Assume we issue an "Influenza Watch." Our watch then prompts a proactive and effective vaccination program. Our watch may have the effect of surpressing the number of cases needed to "verify" (another word would be "validate") our forecast. In other words, if we forecast 10% of the population will contract influenza and there is a subsequent vaccination program, and the actual number is turns out to be 6% was it because we made an inaccurate forecast or was it because of the vaccination program?
[OBA] This is a crucial point. Anecdotally, we have observed patients flocking to our pediatric practice requesting influenza vaccination because 1) we issued advisories to them months in advance of the forecasted drift season; 2) the bulk of our patient families support influenza vaccination; and 3) the community is small enough where "everyone knows each other" and therefore share stories of children who were unvaccinated and later hospitalized with influenza. So, the pre-event forecast (i.e. well ahead of the first confirmed influenza case in the county) began the community orientation process, followed by discussion after discussion family by family in the clinic as they asked about the forecast, followed by that single case of a hospitalized unvaccinated child to show the "proof of threat" as well as "proof of preventive action". We then issued "nowcasts" updating the public as to what we were seeing in the hospital: that the hospitalized were almost universally unvaccinated. We observed several of the "vaccine refusers" reconsider their position in the context of this powerful local community influence.

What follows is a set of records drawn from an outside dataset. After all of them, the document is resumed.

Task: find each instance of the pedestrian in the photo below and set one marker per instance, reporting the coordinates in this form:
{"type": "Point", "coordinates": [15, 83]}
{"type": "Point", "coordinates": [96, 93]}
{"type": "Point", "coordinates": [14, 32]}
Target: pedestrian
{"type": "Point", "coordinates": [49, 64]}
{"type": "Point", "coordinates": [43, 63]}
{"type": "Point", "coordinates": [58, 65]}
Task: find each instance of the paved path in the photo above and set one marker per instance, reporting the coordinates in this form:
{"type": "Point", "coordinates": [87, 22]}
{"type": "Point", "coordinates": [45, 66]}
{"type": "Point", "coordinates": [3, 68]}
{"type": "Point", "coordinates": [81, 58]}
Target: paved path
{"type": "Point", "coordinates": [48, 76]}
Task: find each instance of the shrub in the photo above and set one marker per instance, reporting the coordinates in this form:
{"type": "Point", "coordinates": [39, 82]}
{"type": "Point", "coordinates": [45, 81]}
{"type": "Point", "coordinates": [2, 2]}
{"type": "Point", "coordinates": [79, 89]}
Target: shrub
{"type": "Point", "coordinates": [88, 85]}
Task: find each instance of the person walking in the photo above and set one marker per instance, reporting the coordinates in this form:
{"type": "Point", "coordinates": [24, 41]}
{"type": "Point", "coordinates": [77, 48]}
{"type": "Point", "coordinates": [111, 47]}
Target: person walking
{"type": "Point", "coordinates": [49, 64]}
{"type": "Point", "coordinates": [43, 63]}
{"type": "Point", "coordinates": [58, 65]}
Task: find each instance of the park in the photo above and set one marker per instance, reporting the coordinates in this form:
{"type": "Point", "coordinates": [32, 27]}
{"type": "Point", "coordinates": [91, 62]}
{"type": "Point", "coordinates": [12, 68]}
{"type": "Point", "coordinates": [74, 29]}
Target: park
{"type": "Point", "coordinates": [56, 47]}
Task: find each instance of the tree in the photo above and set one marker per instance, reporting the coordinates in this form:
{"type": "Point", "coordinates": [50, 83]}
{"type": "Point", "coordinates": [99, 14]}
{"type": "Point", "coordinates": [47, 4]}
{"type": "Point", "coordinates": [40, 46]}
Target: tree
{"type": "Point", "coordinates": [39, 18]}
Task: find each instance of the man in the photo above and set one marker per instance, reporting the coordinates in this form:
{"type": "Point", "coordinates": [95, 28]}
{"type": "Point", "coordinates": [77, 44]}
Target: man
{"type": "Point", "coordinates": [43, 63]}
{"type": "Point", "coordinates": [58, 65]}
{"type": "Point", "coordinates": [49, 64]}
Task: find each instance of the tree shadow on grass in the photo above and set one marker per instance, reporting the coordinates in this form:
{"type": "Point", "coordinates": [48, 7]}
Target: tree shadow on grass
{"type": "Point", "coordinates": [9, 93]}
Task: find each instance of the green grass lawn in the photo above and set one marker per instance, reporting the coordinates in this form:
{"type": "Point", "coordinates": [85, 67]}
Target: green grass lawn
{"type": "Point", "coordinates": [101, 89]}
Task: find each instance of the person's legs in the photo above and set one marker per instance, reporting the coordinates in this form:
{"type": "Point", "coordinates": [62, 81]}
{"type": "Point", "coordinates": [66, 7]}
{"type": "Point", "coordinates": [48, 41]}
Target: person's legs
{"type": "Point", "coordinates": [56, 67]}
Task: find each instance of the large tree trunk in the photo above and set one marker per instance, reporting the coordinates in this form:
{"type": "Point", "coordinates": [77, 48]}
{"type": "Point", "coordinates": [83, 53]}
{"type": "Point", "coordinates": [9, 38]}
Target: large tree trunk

All of the above said, operational validation does not equate to academic validation. And we readily acknowledge the question of validation to be a tremendous challenge when prognosticating disease. Conversely, we have often pointed out that academic studies and peer-review does not often transition into the reality of daily clinical medicine. There is tremendous challenge here.
Only by building years of operational experience may we have the necessary data to address this challenge.